L’autorité préfectorale mesure l’ensemble de ces éléments pour apprécier le risque de soustraction à la décision d’éloignement.
A ce titre, il peut être légitimement être considérée par l’autorité préfectorale que l’existence d’une adresser pouvant être qualifiée de « résidence effective » soit néanmoins insuffisante pour accorder à l’étranger une assignation à résidence, dès lors que d’autres éléments de fait permettent raisonnablement de considérer que l’étranger n’entend pas se conformer à l’obligation de quitter le territoire français.
L’existence d’un seul des critères posés par l’article L731-1 du CESEDA, définissant les « garanties de représentation » de l’étranger en situation irrégulière, ou par l’article L751-10 du même code définissant les « risques de fuite » présentés par l’étranger en situation irrégulière, est nécessaire pour que l’autorité préfectorale puisse motiver le placement en rétention administrative.
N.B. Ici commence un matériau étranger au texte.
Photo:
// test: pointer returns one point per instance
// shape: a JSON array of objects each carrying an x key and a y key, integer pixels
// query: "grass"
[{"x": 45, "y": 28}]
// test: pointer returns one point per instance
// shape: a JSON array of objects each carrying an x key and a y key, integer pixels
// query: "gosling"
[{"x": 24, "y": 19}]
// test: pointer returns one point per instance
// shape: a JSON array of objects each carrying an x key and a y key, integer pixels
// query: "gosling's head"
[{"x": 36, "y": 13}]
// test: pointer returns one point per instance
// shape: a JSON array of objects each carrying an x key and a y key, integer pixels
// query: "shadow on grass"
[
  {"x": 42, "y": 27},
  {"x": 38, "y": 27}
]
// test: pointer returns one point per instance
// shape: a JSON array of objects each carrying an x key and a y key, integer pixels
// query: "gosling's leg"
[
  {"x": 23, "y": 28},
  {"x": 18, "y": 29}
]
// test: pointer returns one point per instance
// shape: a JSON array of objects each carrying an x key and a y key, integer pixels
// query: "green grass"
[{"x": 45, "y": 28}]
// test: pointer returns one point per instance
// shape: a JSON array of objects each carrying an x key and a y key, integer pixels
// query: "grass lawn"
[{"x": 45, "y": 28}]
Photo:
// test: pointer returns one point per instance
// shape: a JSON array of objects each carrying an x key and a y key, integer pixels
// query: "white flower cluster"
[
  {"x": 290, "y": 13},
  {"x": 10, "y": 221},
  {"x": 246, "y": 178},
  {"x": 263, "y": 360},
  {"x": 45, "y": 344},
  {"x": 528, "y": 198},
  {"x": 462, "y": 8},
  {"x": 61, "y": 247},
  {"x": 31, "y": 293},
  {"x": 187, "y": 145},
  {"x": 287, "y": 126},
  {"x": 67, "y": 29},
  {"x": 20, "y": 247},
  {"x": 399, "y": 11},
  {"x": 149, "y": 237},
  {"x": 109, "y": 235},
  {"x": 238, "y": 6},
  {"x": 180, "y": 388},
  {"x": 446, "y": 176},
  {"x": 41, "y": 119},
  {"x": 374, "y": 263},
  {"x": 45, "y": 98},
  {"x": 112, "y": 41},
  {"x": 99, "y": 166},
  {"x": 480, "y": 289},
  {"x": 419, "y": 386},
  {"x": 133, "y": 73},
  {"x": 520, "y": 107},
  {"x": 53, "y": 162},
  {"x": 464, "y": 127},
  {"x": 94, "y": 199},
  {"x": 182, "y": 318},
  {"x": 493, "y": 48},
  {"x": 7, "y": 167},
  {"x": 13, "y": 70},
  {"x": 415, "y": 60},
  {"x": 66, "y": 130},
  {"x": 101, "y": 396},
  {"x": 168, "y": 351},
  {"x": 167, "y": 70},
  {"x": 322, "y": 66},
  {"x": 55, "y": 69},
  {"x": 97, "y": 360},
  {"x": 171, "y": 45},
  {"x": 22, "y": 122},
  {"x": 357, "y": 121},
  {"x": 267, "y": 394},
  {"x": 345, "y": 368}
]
L’erreur d’appréciation invoquée à l’encontre de l’arrêté de placement en rétention administrative quant aux garanties de représentation invoquées par l’étranger doit être jugée en fonction des éléments dont le préfet disposait au moment où la décision contestée a été arrêtée.
En l’espèce, l’arrêté de placement en rétention administrative a été prise en considération des déclarations de l’étranger. Or, il apparaît que Monsieur [I] [W] n’avait remis aucun document d’identité et n’avait présenté aucun document permettant de justifier de sa situation familiale ainsi que du logement qu’il revendiquait lors de son interpellation ou durant sa garde-à-vue. Il avait déclaré lors de ses auditions comme adresse « c’est un titre de voyage italien, je ne l’ai pas ici. Je n’ai que ce papier-là » « je vis chez ma tante à [Localité 1] [Adresse 4] l’adresse que je vous ai donné ».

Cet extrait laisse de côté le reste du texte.